Not once in the past two, almost three years, since she met him had she ever been so afraid of what lurked behind his deep, earthy orbs. Sure, there had been fear and even a hate so strong, she had nearly suffocated in it multiple times! Darkness twisted in the brown of his eyes, streaking them almost black, and all at once, three hate antenna popped from her head at the heavy waves lapping over to her. She was the shore to his waves of hate that slammed coldly into her but this time it wasn't fear she felt looking into those dark, empty brown eyes.
This time the hatred wasn't drowning or suffocating her and it didn't light a fire in her blood or stroke the antenna from her head.
Even her hate antenna, summoned by the Demon King's icy presence, huddled atop her head with wide eyes, wondering why in the hell they had even bothered to pop up in their trembling hold. There was one antenna, though, that was caught by the Demon King and unfazed by the roiling anger beneath the surface. It didn't tremble in fear of the freezing angry blizzard that had descended upon the grudges, no, instead this tiny little anomaly sunk into itself. It wrapped it's arms around it's ghostly middle, a deep frown etched across it's face.
Everything had shifted the moment she met those turbulent waves, tossing and turning in the recesses of his brown pools. Her world was spinning uncontrollably and the more she looked into his gaze, the deeper the black tendrils dragged her under the dark waves and the more she lost herself to the harsh iciness hanging between their heavy stare. The air froze the blood in her veins, hair standing on end as she was doused in the coldness in Tsuruga-san's usually warm gaze, like the soil in summer when you dug your feet beneath the Earth in the light of the Sun.
Caught and ensnared, she didn't notice when the car pulled to a slow stop and she didn't notice the way Yashiro peeked fearfully at them in the rearview mirror.
All she could see was the darkness crashing through Tsuruga-san's eyes. Through the confusion and the fear, through the Demon King's cold, narrow glare, Kyoko noticed something else through his angry brown orbs. It swam through the icy waves and the black streaks, breaking the surface being pulled back under the harsh, frothy waves shoving it down.
But Kyoko saw it and, with a blink, recognized it.

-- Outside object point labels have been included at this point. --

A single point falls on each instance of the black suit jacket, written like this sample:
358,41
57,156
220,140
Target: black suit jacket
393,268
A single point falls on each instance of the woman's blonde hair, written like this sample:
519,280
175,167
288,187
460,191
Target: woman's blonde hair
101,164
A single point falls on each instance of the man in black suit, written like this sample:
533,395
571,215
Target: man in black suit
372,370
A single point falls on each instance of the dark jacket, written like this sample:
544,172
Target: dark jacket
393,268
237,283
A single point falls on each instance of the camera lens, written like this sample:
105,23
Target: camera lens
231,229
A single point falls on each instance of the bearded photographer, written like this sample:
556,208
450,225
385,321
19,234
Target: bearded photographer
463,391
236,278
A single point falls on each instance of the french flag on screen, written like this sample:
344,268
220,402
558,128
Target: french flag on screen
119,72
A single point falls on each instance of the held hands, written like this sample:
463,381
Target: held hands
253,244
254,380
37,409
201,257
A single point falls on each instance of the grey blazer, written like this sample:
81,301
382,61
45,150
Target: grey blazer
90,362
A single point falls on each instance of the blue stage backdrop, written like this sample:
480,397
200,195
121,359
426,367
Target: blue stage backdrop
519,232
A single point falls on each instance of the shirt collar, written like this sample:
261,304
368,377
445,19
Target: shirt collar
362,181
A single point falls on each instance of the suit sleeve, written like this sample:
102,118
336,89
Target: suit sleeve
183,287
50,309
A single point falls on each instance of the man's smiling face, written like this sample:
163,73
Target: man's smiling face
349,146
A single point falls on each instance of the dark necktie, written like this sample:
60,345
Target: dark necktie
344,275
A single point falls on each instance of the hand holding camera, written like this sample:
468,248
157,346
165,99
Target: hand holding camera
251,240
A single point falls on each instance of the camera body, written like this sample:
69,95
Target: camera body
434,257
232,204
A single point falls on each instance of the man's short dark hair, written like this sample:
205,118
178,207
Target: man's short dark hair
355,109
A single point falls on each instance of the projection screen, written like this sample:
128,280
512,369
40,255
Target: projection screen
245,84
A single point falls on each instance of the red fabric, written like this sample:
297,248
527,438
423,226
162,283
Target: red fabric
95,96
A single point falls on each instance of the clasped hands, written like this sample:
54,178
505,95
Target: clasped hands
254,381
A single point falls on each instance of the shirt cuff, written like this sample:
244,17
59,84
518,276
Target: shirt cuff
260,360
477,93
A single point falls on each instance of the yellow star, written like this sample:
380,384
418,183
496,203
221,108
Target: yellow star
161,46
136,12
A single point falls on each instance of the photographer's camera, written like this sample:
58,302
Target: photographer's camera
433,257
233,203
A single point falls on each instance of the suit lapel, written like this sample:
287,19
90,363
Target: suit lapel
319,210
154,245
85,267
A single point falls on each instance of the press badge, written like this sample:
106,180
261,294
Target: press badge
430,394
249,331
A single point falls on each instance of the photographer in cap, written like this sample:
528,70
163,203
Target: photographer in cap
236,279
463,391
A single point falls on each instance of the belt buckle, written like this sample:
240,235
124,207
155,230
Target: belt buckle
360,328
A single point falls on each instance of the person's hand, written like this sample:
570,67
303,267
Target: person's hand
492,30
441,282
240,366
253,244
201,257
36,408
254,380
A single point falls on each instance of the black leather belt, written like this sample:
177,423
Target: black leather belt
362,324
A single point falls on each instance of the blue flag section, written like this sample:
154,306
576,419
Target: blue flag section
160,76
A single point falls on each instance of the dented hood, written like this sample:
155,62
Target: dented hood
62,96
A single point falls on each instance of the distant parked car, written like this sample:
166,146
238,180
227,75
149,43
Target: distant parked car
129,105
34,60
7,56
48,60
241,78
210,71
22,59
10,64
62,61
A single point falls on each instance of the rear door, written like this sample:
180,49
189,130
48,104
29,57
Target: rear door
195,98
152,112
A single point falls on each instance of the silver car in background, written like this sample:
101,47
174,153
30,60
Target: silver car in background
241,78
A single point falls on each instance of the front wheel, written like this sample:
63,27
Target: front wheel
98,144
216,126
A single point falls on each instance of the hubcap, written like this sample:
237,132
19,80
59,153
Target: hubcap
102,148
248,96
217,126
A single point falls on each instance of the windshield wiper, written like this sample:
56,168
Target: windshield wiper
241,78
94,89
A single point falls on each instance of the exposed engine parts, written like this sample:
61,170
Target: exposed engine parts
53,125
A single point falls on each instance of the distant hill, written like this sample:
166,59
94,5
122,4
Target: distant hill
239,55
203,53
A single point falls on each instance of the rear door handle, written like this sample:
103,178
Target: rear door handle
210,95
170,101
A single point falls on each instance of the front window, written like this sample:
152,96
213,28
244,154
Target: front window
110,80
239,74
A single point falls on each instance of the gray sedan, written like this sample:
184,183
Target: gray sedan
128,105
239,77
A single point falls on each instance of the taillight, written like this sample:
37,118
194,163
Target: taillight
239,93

That one single emotion, buried beneath his anger and the icy disappointment rolling off of him, nearly tore her apart.
Brown glinted harshly in the sunlight falling in from the back window of the car, the light falling through the tangled, twisted mess of emotion.
Dark brown hair swept back over both sides of his face drew out his wide, narrow eyes. Long, thin eyebrows curved downwards above the long bridge of his nose, angled over his murky depths in a straight line, inking out his faint frown. Resting his lower jaw on his curled fingers, Tsuruga-san glowered intensely, and Kyoko's heart stuttered.

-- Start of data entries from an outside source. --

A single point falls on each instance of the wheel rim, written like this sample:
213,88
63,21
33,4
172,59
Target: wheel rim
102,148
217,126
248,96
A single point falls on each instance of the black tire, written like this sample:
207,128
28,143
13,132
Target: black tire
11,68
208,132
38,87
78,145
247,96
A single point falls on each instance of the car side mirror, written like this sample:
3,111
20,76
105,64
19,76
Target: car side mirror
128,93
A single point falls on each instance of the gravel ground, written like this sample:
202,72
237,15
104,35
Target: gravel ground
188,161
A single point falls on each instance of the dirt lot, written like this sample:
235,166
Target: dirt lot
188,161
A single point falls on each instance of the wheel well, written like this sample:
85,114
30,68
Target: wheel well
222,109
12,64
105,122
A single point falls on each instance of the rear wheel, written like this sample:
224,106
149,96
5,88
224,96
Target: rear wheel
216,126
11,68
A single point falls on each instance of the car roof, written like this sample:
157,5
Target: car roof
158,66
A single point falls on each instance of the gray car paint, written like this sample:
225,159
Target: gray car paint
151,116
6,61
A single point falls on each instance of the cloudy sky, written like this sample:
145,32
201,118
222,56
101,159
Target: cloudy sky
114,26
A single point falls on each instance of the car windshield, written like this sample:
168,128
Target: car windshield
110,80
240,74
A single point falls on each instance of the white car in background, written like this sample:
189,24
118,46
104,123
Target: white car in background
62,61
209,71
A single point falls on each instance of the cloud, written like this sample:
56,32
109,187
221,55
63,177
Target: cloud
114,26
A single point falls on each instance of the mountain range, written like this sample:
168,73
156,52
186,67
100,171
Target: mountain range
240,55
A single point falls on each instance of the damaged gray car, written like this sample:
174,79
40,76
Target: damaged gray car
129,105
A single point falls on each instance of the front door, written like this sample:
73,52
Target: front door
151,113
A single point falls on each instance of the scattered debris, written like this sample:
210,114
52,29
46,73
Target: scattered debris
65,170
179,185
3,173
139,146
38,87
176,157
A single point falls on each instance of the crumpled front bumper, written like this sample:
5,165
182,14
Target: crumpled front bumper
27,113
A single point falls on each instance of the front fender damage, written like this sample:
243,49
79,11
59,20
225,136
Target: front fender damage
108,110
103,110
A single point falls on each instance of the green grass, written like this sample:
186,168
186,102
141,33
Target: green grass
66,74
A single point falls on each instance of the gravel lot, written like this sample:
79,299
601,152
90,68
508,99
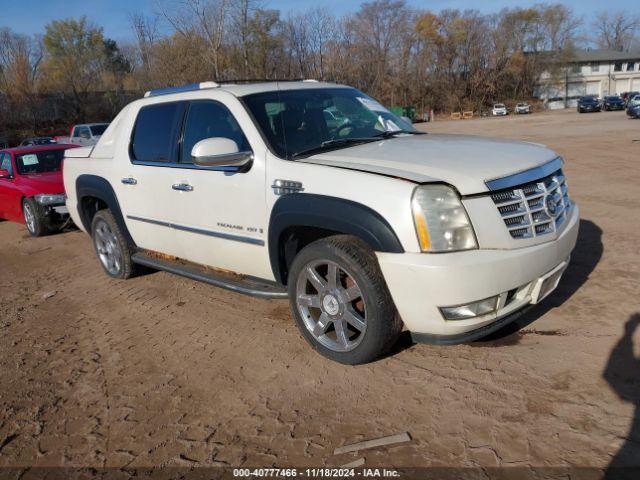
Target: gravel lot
164,371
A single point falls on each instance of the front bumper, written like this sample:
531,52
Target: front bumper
420,283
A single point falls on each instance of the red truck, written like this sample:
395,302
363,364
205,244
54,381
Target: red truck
31,187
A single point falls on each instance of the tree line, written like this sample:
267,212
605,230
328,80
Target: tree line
447,60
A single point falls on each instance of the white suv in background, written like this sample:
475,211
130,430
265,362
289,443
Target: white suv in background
316,192
499,110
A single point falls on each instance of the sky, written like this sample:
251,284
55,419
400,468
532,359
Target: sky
30,16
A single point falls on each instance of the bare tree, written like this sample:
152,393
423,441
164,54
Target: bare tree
616,31
205,18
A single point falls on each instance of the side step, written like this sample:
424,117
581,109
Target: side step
237,283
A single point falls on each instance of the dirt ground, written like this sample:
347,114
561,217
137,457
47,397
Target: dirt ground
164,371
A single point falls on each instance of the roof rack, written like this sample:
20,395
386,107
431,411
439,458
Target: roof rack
181,88
204,85
262,80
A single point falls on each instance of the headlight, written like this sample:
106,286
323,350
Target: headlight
47,199
441,222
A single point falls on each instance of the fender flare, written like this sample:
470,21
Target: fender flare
99,187
329,213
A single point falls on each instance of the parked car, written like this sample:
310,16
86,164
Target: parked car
613,102
499,109
84,135
366,226
31,187
634,110
588,103
633,101
38,141
626,96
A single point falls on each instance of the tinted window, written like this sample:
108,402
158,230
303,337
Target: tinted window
208,120
39,162
156,132
98,129
80,131
5,163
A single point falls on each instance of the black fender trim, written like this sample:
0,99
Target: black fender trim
328,213
99,187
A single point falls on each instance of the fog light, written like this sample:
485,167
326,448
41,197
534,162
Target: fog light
470,310
47,199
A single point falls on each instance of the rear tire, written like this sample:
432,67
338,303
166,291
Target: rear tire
35,219
340,301
111,246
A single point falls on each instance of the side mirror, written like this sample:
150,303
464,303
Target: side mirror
219,152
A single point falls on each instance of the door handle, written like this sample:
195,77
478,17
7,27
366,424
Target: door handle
183,187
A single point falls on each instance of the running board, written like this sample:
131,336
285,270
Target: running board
241,284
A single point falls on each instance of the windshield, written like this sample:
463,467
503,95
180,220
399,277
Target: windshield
300,121
39,162
97,130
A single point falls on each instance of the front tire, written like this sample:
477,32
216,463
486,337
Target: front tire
340,301
35,218
111,246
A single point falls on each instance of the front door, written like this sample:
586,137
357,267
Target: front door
205,215
8,193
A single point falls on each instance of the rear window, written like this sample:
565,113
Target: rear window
39,162
98,129
155,135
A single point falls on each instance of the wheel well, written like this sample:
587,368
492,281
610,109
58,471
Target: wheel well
89,206
292,240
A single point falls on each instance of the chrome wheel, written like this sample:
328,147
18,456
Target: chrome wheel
29,217
107,247
331,305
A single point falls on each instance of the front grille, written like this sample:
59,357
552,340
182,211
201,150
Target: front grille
528,209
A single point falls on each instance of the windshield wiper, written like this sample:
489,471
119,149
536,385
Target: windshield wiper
393,133
337,142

What could she say to fix this? All the memories of Sho, the good ones, the ones she thought about sometimes – the ones she would die before ever admitting, to anyone but especially the devil himself, that made her heart ache for the boy that had made her laugh – in the deepest recesses of her broken heart, were swept away by an icy wind and carried by rushing waves. Her memory and her heart flooded, filling to the brim before overflowing, with different memories, ones of the man sitting across from her.
Eyebrows creased and twisted, her lips pulled downward in a tight grimace from the effort of inwardly biting her lip, a hot warmth bloomed in her chest where the memories burst and overflowed like a spraying fountain. Each drop was a memory, a moment, and the more that burst from her, the more that built up until she felt like she was drowning. All she could see was that harsh, painful twist over his sharp, angled features.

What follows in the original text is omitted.